The Committee will⁤ continue ‌to reduce its holdings of Treasury securities and agency ⁣debt and agency‍ mortgage-backed securities. “The Committee is firmly committed​ to supporting maximum employment and returning inflation​ to its 2 percent ⁢target.”


Time.news Interview: The⁤ Fed’s Interest Rate Cut and the Future of ⁣Jerome Powell

Editor: Good‌ afternoon, everyone. Today, we are thrilled to have with us Dr. Emily Warren, a ​renowned economist and expert on monetary policy. Welcome, Dr. Warren!

Dr. Warren: Thank you! It’s great to be here.

Editor: Let’s ‌dive right into it. The Federal Reserve recently decided to cut reference interest rates by a quarter point. What do you think are the main reasons behind this decision?

Dr. Warren: The Fed’s⁤ decision to⁢ cut interest rates‌ typically indicates a response to economic conditions that may not⁣ be as ⁤robust as desired. In this⁤ case, we could be looking at ‌factors such as low inflation rates, slower economic growth, or even external pressures from global markets.⁤ The goal here is to stimulate economic activity—cheaper borrowing costs can encourage spending and investment.

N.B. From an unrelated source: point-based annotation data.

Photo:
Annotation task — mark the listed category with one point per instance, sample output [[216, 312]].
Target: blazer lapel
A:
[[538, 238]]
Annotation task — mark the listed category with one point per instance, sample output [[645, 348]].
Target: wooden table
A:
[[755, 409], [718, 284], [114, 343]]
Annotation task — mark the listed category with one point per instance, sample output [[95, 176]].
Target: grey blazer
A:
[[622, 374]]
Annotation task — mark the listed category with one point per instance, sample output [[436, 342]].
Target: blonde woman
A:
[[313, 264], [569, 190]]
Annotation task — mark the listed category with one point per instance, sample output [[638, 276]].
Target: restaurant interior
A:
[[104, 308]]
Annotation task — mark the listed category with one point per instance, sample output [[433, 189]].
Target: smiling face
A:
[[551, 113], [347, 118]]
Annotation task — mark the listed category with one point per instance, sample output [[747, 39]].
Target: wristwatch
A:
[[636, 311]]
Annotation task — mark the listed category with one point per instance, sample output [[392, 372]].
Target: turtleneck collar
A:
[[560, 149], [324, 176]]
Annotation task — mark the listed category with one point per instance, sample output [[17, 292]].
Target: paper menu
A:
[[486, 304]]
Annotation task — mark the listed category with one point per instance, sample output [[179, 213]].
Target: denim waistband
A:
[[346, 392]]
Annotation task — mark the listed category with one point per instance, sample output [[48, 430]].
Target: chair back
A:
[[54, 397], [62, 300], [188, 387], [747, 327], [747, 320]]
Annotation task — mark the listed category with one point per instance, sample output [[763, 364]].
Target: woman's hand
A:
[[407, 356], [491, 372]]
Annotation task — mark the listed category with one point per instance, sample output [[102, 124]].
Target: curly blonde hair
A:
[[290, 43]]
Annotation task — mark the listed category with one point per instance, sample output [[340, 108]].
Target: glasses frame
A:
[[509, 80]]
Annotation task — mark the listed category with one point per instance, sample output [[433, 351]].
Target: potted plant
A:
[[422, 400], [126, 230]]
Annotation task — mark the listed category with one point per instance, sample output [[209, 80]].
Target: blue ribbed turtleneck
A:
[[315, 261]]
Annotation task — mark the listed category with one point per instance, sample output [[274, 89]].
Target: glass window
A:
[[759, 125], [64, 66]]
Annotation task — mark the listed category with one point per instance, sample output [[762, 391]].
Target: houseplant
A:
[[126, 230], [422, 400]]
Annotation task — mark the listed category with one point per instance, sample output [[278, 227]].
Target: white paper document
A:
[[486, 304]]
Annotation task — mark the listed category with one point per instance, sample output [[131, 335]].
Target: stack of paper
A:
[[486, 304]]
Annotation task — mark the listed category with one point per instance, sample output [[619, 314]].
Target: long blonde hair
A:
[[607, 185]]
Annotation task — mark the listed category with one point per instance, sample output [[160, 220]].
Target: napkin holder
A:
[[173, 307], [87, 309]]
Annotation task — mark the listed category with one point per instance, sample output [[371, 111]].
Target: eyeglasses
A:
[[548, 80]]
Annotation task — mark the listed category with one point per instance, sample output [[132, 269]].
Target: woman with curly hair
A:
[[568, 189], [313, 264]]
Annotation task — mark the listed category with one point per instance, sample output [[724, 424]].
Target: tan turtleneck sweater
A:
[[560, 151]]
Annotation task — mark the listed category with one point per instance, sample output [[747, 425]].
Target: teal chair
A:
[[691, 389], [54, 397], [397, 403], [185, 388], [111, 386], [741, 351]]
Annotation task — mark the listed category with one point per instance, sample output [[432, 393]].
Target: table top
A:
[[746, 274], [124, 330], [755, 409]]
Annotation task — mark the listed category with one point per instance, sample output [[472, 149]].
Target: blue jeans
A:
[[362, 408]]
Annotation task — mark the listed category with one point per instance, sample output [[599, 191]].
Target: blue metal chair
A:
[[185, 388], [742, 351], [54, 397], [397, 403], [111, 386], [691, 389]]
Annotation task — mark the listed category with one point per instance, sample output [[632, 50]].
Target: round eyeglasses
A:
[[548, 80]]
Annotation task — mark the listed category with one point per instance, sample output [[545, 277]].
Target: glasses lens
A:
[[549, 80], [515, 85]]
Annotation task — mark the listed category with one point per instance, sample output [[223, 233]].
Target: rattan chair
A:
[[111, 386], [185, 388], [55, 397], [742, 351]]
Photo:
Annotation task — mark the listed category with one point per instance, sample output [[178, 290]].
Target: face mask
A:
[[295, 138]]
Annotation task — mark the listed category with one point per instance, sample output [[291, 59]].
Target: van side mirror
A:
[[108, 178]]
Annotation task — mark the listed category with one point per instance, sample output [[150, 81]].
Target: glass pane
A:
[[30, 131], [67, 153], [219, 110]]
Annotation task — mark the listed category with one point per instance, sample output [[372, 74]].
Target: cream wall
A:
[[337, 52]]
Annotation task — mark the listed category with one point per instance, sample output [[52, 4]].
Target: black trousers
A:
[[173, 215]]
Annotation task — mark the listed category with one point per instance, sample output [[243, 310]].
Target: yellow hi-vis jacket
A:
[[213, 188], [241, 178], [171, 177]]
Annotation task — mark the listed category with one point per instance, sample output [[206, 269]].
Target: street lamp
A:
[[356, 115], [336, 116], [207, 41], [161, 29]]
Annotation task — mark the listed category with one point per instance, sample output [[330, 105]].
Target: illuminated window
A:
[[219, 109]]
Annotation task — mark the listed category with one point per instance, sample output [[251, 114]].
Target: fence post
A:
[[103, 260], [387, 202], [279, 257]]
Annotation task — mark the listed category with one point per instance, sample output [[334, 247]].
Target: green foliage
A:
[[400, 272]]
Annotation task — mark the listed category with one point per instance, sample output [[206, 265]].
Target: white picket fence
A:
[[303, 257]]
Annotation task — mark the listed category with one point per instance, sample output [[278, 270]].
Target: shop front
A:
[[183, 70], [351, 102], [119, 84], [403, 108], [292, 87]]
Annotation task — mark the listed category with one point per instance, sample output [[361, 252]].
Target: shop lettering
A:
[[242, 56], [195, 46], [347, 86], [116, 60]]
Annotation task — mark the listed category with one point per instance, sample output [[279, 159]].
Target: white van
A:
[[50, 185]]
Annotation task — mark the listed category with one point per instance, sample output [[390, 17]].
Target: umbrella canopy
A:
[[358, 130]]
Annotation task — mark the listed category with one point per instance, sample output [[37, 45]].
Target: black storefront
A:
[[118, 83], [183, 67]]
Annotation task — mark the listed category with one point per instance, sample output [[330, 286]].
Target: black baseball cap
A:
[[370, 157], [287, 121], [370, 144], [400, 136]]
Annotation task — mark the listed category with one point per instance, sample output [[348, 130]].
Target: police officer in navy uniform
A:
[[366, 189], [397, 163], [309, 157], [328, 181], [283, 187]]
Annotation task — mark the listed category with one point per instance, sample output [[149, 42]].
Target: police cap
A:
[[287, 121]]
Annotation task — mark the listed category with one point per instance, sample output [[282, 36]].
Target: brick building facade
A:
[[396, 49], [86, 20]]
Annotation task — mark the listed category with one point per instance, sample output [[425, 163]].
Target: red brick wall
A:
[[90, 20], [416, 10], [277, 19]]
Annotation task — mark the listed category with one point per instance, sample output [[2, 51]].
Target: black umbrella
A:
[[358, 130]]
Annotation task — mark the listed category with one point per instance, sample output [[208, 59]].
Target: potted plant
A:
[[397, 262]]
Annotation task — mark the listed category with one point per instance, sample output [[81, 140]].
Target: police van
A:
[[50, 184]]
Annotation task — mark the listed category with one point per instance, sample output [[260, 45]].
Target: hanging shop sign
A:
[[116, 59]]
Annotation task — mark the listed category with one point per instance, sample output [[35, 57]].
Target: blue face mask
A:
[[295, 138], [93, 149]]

Editor: Absolutely. And this decision comes just as ​reports suggest that the Trump team is considering whether to keep Jerome Powell as⁣ the Fed chair through 2026. What impact could ‌the continuity of leadership at the Fed have on monetary policy?

Dr. Warren: Maintaining consistent ⁤leadership ​at ‌the Federal Reserve can create a⁤ sense of ‌stability and⁢ predictability in monetary policy. ‌Jerome Powell has already shaped certain policies and perceptions about the‍ Fed’s commitment to ⁤keeping inflation in check while also fostering employment. If ‍Trump decides to keep‌ him in place, Powell‍ can continue refining these strategies without⁢ the upheaval that often accompanies leadership changes.

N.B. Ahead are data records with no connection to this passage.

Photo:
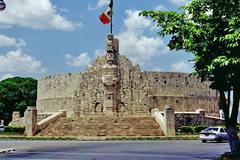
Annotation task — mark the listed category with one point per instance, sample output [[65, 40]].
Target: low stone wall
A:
[[20, 122], [196, 118]]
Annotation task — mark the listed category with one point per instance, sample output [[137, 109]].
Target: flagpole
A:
[[111, 24]]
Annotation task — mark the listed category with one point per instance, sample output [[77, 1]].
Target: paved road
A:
[[112, 150]]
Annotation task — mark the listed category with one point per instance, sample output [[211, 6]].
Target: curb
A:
[[7, 150]]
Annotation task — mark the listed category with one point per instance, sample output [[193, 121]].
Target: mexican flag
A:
[[105, 17], [2, 5]]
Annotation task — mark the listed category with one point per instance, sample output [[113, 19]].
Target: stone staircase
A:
[[103, 126]]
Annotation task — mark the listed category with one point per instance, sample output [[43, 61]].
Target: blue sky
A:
[[44, 37]]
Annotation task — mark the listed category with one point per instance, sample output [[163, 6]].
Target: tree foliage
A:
[[210, 29], [15, 95]]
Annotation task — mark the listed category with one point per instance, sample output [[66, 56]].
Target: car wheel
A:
[[204, 141], [219, 140]]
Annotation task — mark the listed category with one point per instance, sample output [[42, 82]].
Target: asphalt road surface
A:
[[112, 150]]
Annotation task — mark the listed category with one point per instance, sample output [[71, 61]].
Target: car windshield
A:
[[211, 129]]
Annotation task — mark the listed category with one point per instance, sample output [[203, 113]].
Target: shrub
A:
[[15, 129], [186, 129]]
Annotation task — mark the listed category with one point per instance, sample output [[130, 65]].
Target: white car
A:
[[218, 134]]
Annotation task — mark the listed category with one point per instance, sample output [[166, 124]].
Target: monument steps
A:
[[103, 126]]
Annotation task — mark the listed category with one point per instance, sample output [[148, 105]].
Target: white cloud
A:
[[99, 4], [179, 2], [6, 76], [134, 43], [160, 7], [41, 14], [182, 67], [157, 69], [6, 41], [79, 61], [17, 61]]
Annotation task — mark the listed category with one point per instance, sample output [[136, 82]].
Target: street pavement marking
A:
[[109, 154], [7, 150]]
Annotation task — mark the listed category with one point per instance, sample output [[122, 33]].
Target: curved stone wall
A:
[[83, 93]]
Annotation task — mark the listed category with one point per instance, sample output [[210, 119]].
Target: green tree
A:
[[210, 30], [15, 95]]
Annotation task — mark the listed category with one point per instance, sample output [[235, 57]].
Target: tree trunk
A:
[[231, 124]]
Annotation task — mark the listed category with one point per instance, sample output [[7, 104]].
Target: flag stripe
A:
[[105, 17]]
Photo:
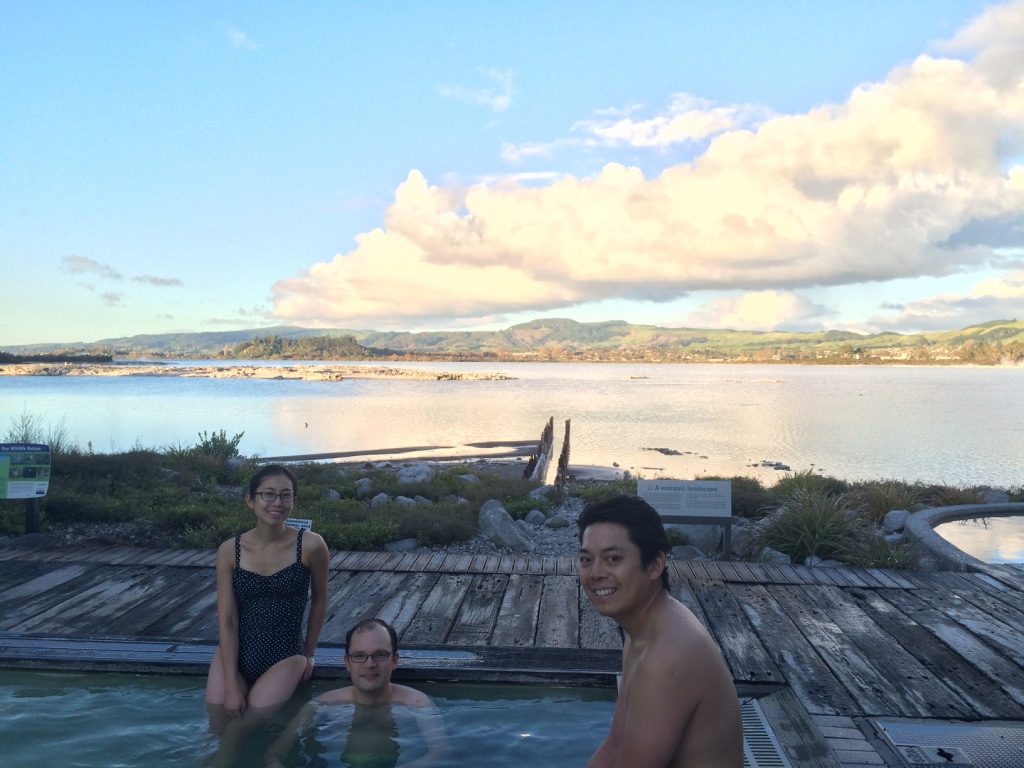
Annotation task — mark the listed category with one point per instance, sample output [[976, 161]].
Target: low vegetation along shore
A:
[[192, 497]]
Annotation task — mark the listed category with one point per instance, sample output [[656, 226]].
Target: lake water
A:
[[949, 425]]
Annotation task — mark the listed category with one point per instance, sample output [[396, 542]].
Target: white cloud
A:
[[496, 96], [239, 40], [994, 298], [910, 176], [762, 310]]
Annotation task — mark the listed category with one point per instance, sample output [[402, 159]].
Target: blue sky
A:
[[201, 166]]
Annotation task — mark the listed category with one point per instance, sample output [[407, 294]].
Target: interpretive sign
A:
[[25, 470], [688, 498]]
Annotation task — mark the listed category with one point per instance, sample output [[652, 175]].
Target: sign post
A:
[[25, 473]]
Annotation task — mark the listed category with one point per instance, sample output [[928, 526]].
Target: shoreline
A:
[[299, 372]]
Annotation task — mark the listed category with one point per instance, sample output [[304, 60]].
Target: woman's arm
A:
[[227, 628], [318, 557]]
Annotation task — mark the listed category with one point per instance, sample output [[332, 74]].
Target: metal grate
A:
[[761, 748], [940, 742]]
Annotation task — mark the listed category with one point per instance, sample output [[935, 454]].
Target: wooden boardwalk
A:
[[824, 649]]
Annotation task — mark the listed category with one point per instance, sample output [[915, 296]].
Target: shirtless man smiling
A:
[[677, 705]]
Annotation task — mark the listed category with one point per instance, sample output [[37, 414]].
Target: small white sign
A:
[[25, 470], [692, 498]]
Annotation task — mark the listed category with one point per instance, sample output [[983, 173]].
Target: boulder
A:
[[894, 520], [497, 524], [536, 517], [415, 473]]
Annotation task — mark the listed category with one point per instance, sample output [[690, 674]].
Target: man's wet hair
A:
[[640, 520], [270, 470], [366, 624]]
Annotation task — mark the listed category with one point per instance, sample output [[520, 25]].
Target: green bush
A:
[[812, 523], [878, 498]]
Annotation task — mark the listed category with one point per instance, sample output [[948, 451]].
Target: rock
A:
[[894, 520], [415, 473], [496, 523], [770, 555], [686, 552], [536, 517], [994, 496], [544, 492]]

Editor: Interesting point. So, could we interpret the interest rate‍ cut ⁤as a signal of confidence ‍in Powell’s leadership?

Dr. ⁣Warren: Certainly! The Fed’s unanimous decision indicates a ‍collective agreement among members that this move is necessary under Powell’s guidance. ‍It shows ⁤they ​are aligned on addressing immediate economic ​challenges while also soothing market anxiety. Powell’s prior performance‍ likely contributes to their confidence in taking this ‍step.

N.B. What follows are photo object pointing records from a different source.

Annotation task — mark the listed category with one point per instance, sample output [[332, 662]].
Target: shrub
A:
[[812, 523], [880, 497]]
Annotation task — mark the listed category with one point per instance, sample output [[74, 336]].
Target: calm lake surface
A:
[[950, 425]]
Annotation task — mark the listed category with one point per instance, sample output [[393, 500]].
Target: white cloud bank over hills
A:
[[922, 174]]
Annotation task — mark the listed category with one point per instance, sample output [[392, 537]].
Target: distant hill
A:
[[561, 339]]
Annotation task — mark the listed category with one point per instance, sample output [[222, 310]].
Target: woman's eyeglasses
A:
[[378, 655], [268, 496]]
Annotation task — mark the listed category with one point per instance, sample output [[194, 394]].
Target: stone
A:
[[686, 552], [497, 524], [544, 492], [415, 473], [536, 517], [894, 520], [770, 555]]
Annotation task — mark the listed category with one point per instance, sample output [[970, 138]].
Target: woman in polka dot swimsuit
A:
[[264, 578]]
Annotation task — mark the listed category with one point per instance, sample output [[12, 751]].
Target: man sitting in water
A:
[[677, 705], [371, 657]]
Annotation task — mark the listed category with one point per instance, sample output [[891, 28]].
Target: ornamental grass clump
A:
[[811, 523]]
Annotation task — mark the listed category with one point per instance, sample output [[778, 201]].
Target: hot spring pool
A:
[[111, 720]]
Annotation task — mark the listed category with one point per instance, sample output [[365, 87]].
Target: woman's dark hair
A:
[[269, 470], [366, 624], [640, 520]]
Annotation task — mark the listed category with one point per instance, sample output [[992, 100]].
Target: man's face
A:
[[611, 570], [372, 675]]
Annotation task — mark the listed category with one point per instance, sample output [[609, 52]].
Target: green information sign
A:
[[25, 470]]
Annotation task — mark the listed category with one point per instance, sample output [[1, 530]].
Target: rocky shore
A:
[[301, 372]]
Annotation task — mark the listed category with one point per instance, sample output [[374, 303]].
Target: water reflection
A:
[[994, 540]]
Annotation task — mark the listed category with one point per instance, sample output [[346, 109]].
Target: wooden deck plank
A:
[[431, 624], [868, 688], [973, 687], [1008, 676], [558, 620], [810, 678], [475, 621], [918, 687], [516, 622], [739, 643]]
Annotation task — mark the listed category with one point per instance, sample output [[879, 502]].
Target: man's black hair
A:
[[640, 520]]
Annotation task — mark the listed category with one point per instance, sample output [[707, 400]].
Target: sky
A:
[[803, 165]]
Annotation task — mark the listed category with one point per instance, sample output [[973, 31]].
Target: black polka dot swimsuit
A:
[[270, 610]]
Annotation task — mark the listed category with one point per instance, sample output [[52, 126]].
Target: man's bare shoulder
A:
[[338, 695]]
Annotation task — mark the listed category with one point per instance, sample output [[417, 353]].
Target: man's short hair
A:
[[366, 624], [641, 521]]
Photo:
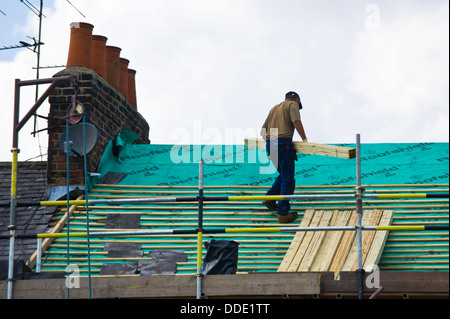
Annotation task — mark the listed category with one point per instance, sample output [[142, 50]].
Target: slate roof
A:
[[31, 186]]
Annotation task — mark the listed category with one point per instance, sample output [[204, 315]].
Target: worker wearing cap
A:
[[278, 131]]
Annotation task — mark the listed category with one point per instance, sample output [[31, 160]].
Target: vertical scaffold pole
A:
[[200, 231], [12, 212], [359, 212]]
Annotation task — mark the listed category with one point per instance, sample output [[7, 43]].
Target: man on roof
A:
[[278, 131]]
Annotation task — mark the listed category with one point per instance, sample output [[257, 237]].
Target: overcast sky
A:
[[208, 71]]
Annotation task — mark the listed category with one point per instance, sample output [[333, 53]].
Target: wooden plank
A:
[[296, 242], [374, 254], [331, 242], [46, 243], [309, 148], [316, 243], [305, 242], [367, 237], [344, 247]]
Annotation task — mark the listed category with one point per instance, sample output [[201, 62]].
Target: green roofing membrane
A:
[[177, 165], [173, 170]]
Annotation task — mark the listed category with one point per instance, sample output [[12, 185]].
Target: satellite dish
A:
[[76, 140], [75, 113]]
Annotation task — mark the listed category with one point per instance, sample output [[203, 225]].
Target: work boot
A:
[[270, 204], [284, 219]]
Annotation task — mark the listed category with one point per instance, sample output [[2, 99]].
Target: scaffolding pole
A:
[[266, 230], [17, 126], [359, 212], [169, 199], [200, 230]]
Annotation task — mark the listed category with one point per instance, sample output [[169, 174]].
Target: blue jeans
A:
[[285, 165]]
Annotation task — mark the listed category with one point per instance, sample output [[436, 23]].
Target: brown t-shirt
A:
[[281, 117]]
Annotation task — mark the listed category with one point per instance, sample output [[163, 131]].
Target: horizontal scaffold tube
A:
[[291, 229], [149, 200]]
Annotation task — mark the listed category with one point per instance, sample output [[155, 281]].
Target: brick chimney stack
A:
[[107, 90]]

Editor: Given the political climate and the upcoming​ elections, how do you think Trump’s decision about ‍Powell could​ affect public​ perception of⁣ the Fed?

Dr. Warren: ⁣That’s a critical question. With the Fed often ‌in the political crosshairs, especially ​around election time, Trump’s endorsement of Powell could bolster his ​image as someone who supports stable economic leadership. ‍Conversely, if there are criticisms ⁤of the​ Fed’s actions—such as raising or lowering rates—those could also reflect back​ on Trump depending⁢ on his public position on ⁢Powell.

Editor: Right, ​it’s ⁣a complex interplay. Looking ahead, how​ do‍ you ⁤see this interest rate cut playing out in the ⁤broader ‍economy over the next few months?

Dr. Warren: If the rate cut successfully stimulates borrowing and spending, we could see an uptick in⁣ economic activity, which should help bolster growth. However, we must also keep a ‌close eye on inflation and other external factors. If inflation continues to remain low, they may​ need to reassess their strategies again. In short, it’s about finding⁢ that balance between ⁢stimulating growth and ensuring price stability.

Editor: Dr. Warren, thank you so much for your insights today. ⁢It’s clear that the intertwining of economic policy and political dynamics makes this a critical period for the Fed and the ‍U.S. economy.

Dr. Warren: My pleasure! This is an exciting time, and I look forward to seeing how these developments unfold.

Editor: To our viewers, thank you for joining us! Stay ‌tuned for more discussions on​ pressing economic issues.